On the morning of the third day, just before dawn, she saw Rowan slip from the camp and make his way into the trees. Feeling a little tentative at what she was doing, she followed him.
She half expected him to leap from the trees and curse her for leaving the protection of the others, but he did not. He was squatted by the side of a stream, bare to the waist and washing himself.
He did not turn around. “What do you want, Jura?” he asked, his voice as cool as the mountain stream.
She almost turned back to the camp but she made herself go forward to kneel beside him and drink of the water. The sky was just barely pink. “We have not spoken in days and I thought…” She put out her hand to touch his shoulder, but he looked at her hand in such a way that she removed it.
“I was not aware that Lanconian men and women talked,” he said. “I believe your job is to guard my back.”
She frowned, utterly confused by him. “But we are also married.”
“I see. So, it is the bedding that you want from me. I am to carry steel in my hands and between my legs and that is all you want.”
“If that is what you believe of me, so be it,” she said angrily, and left him alone. Was she supposed to explain to him why she had done what she had? Did he really believe she wanted him dead?
Again, tears came to her eyes, but she blinked them away. Damn him! Why did she love a man who made her cry?
Chapter Fifteen
ROWAN DID NOT look at her when he returned to camp and Jura stiffened her shoulders as if his ignoring of her was a physical blow. Her head and body ached when she at last lay down to sleep. It was because of Jura’s turbulent thoughts that she was awake when the others slept and she saw “them” come into the camp. At first she thought she was dreaming, for the people were more shadow than flesh and blood. And they moved without sound, slipping through the darkness as silently as a fish through water.
With wide, unbelieving eyes, she saw one of the small, thin, dark-clad figures bend and put something over Daire’s mouth. But before she could rise up in protest, something hit her on the head and she saw no more.
When she woke, she was aware of pain in her head and her back. Before she opened her eyes, she tried to move her hands but couldn’t.
“Jura. Jura.”
Painfully, Jura opened her eyes to look at Cilean. They were in the back of a wagon, under a tall wooden frame and on top of lumpy bags of grain, and what felt to be rocks.
“Jura, are you all right?” Cilean whispered.
Jura tried to sit up, but her hands and ankles were tied together behind her. “Yes,” she managed to whisper through a dry throat. “Where are we? Who has taken us? Where are the others?” She grimaced as the wagon hit a deep hole in the road and whatever was in the bag beneath her dug into her side.
“I don’t know,” Cilean said. “I was asleep, and when I woke I was here.”
Jura struggled against her bonds. “I have to save Rowan,” she said. “He will try to talk his way out of this and they will kill him.”
Cilean gave a bit of a smile. “I think we should worry about ourselves now. If they have taken us prisoner, they must have taken the others. I hear other wagons. I think we should sleep now and try to
keep what strength we have.”
Jura had difficulty sleeping because of her worry about Rowan—and the others, she reminded herself.
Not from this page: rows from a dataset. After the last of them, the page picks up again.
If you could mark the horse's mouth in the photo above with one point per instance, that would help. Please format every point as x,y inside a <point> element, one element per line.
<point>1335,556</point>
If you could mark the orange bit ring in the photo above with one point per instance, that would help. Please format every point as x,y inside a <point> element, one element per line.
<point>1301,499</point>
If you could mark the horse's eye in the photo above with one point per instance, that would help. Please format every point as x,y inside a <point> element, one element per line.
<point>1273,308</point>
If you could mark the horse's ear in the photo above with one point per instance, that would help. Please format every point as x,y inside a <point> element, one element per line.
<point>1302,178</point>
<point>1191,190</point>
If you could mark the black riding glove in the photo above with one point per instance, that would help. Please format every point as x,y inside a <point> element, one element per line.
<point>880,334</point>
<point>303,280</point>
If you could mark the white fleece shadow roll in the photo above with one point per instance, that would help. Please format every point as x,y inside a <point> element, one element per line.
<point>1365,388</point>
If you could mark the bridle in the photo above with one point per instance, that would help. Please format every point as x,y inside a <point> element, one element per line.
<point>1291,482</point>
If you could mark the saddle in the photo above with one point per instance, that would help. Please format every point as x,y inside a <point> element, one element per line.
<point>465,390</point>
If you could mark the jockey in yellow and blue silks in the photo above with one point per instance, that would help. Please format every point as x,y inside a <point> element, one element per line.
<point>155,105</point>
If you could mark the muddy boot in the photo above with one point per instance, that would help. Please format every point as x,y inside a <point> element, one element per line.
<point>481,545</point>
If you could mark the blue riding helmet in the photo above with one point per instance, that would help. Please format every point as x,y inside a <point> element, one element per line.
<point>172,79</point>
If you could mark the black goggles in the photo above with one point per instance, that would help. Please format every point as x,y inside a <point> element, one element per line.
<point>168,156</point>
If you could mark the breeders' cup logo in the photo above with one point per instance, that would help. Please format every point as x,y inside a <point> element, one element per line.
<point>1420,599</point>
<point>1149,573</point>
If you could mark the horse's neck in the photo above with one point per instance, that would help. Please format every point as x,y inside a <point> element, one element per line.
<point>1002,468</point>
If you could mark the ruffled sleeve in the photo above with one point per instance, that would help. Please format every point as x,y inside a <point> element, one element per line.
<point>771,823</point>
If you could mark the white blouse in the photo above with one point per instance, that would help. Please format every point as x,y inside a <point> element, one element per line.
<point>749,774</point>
She prayed to God to protect him. It is too early for him to die, she prayed. He had work to do. And he needed her to protect him. What if he lost confidence again? Who would be there to help him?
She slept at last, but she dreamed of Rowan being dead and, in the dream, she knew his death was her fault because she had never told him that she loved him.
The abrupt halting of the wagon woke her. Rough hands grabbed her ankles and pulled her from the wagon, her head hitting hard bags. More hands untied her so she could stand on the ground.
Ultens, she thought as she stared at the thin little man standing before her, and all the horror stories she had ever heard came to her mind. Stories of the Ultens were told around the fire on cold, stormy nights. Parents threatened their children with Ultens.
No one knew much about them really except that they were filthy beyond belief, sly, thieving, untrustworthy, and as far as anyone could tell, they had no concept of honor. Over the centuries the other tribes had done their best to ignore the Ultens. They lived high in the mountains in the northeast corner of Lanconia and no one had any desire to see their city.
Yet there were rumors about the place. When Jura was a child, an old man with an arm and an eye missing had told of being captured by the Ultens, and he had talked of a city of fabulous wealth. Everyone had laughed at him until he had slinked off into a corner and gotten drunk. Days later he had disappeared, never to be seen again.
Now, Jura stood staring in the darkness at the filthy face of her captor, half hidden under a grimy hooded cloak. The ancient man held out a cup of liquid and a stale chunk of bread to her. Jura took the food, and as the old man pulled Cilean from the wagon, she looked about her. There were four other wagons and about them silently moved more of the cloaked figures, but they pulled no other prisoners from the wagons.
Jura’s throat swelled closed. “Where are the others?” she asked the man.
No one said a word but, silently, slicing through the darkness, came another figure and Jura was slapped across the mouth. It didn’t take much thought to realize she was to remain silent. She ate her bread, drank the musty-tasting beer, and she and Cilean were allowed to relieve themselves in the trees, then they were shoved back into the wagons.